London Halts Scotland’s Transgender Law Citing Adverse Effects

London, Jan 17 (EFE).- The British Government made effective today the blockade of the law to facilitate gender change that was approved by the autonomous Parliament of Scotland in December, considering that it would have “adverse effects” for women and girls and that it would establish “two different regimes of recognition” within the UK.

Minister of Scotland

The Minister for Scotland, Alister Jack, appeared before the House of Commons to detail the reasons why he has invoked for the first time section 35 of the law that created Scottish autonomy in 1998, by virtue of which the central Executive can veto legislation that it considers negatively affects issues where London has jurisdiction.

“I assume this is an important decision,” Jack said. Section 35 is not new, it has not been created by this Government, but has existed since decentralization took place. We must be clear, the architects of decentralization included it in the law for a reason.

The reform promoted by the Scottish chief minister, the nationalist Nicola Sturgeon, lowers the age to change gender from 18 to 16 years, and eliminates the need to present medical reports and other evidence to request the transition.

The British minister argued before the deputies that the legislation conflicts with the British law on equality passed in 2010.

It also has an impact on the operation of “single-sex clubs, associations and schools” as well as “protections such as equal pay,” argued Jack, who also cited “the concern of many citizens and groups about the impact of the law on women and girls.

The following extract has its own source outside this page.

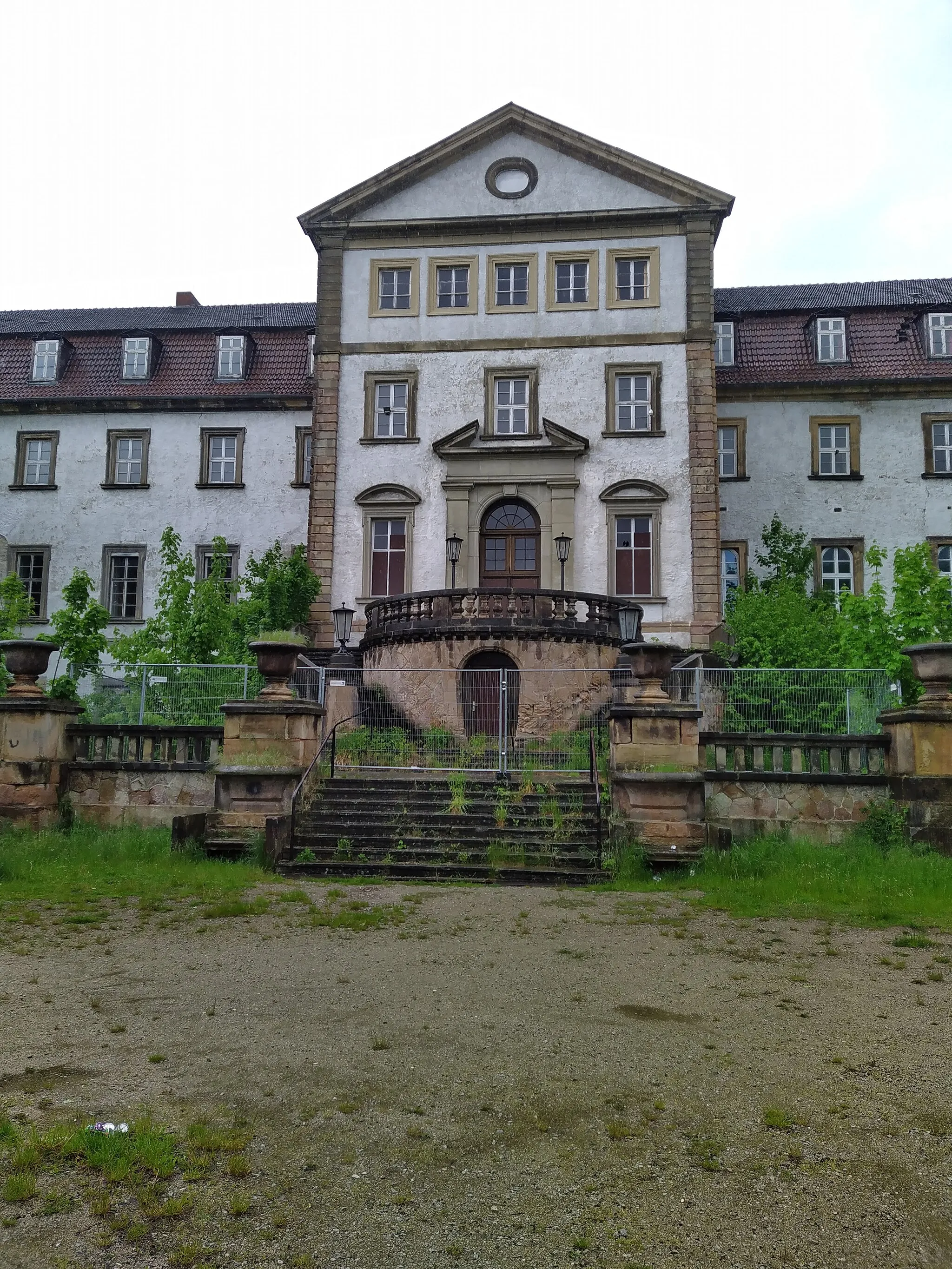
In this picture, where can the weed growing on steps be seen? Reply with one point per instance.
(459, 801)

The order to activate section 35 cannot be reversed by the autonomous Parliament of Holyrood (Edinburgh), so the Scottish Executive now has two options, either amend the law and process it again, or initiate legal proceedings against the Government’s decision, as described by the Library of the House of Commons on its website.

Scottish National Party (SNP) MP Philippa Whitford argued that issues such as the voting age – 16 in Scotland – already differ within the UK, saying the London veto “just underscores that decentralization is actually a hollow concept ».

“Why are you choosing one of the most marginalized groups in society to start a battle against the Scottish Parliament?” Whitford questioned the British minister.

“Gender recognition is a transferred competence and (the legislation) does not change the Equality Act of 2010,” argued the nationalist deputy, who considered that the veto “is an unprecedented attack on the Scottish Parliament.”